He suggested Mathilde to write to her friend stating that the clasp of the necklace had broken and it will take some time to get it mended. But by the end of the week, all their hope was gone. Loisel decided that the ornament have to be replaced. They took the necklace to many jewellers searching for one that exactly looked like the original. At last, they found one in a shop located at the Palais Royal. It was worth forty thousand francs which they bought in for thirty-six thousand francs. It must be noted that all his savings worth eighteen thousand francs inherited from his father was invested to buy the necklace. Loisel had to borrow the rest of the money. Finally, Mathilde returned the necklace to Madame Forestier who icily told that she returned the necklace late. However, Madame Loisel feared that what if Madame Forestier discovers that it was replaced. But she takes the case from Mathilde without checking the box containing the necklace.

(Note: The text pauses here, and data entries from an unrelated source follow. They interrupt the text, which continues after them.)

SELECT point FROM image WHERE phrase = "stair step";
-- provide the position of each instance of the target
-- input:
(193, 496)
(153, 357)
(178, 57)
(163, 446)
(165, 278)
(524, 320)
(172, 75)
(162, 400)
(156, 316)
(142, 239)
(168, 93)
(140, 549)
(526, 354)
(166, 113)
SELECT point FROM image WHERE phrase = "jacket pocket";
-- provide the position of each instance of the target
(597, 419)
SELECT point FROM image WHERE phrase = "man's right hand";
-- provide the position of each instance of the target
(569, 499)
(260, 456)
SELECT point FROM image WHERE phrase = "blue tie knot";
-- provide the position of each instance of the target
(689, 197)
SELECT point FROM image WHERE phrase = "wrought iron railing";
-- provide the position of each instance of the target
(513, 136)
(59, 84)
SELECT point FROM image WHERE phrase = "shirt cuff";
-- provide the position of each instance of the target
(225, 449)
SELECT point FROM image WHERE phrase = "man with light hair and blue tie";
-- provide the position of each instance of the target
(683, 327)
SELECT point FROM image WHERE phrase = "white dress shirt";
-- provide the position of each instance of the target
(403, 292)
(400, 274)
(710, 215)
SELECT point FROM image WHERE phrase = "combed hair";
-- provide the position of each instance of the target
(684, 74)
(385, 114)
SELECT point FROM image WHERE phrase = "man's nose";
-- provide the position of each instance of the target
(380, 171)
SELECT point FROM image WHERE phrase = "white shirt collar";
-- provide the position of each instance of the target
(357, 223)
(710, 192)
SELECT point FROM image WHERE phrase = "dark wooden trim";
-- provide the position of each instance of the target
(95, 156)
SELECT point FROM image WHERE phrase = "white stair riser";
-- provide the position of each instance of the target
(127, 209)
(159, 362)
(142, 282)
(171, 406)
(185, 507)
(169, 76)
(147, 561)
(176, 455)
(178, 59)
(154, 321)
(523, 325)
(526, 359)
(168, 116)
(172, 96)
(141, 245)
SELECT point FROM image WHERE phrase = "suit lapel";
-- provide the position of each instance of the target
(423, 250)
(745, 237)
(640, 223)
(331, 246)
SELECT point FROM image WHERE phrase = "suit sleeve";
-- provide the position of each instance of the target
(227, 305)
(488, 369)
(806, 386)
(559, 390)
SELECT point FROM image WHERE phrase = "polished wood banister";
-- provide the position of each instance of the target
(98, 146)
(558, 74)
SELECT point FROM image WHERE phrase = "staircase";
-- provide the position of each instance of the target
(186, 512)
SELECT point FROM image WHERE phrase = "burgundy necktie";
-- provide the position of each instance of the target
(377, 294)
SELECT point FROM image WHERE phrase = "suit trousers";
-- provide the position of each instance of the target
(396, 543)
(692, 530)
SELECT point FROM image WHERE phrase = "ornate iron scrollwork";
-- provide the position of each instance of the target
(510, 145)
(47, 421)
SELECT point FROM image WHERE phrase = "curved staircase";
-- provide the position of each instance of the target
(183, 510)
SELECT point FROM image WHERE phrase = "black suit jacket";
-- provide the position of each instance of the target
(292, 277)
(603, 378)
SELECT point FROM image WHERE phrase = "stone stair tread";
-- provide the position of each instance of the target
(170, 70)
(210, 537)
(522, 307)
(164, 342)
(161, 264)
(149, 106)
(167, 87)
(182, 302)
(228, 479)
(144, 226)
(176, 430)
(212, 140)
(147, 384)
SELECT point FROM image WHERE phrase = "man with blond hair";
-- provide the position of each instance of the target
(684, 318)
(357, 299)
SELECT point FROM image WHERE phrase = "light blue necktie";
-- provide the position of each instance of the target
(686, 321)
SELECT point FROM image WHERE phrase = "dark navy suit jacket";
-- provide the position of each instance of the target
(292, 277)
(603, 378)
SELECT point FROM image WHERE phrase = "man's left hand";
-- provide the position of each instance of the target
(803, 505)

Facing her reality, knowing that the debt had to be repaid, Madame Loisel and her husband dismissed their servant and shifted to a garret. In the absence of their housemaid, Mathilde had to wash dishes, linens, and do all other household chores. She had to live the life of a commoner while her husband tried to make money by working very hard and overtime. It took them ten long years to repay the debt with interest. By then, Madame Loisel looked old and became a commoner “with frowsy hair, skirts askew, and red hands”. However, she sometimes reflected on that night when she was beautiful and the centre of attraction at the ball. With utter pain, she recounts what if the necklace was not lost; life would have been better: “How little a thing is needed for us to be lost or to be saved!”

One Sunday she came across Madame Forestier who looked beautiful and young. Mathilde, on the other hand, looked so old that her friend did not recognise her immediately. However, as soon as her friend identified her, Mathilde decided to tell her about the necklace since she was already freed of debt. The irony that befell Mathilde at the end was that the necklace was not original and at most, it could have been five hundred francs.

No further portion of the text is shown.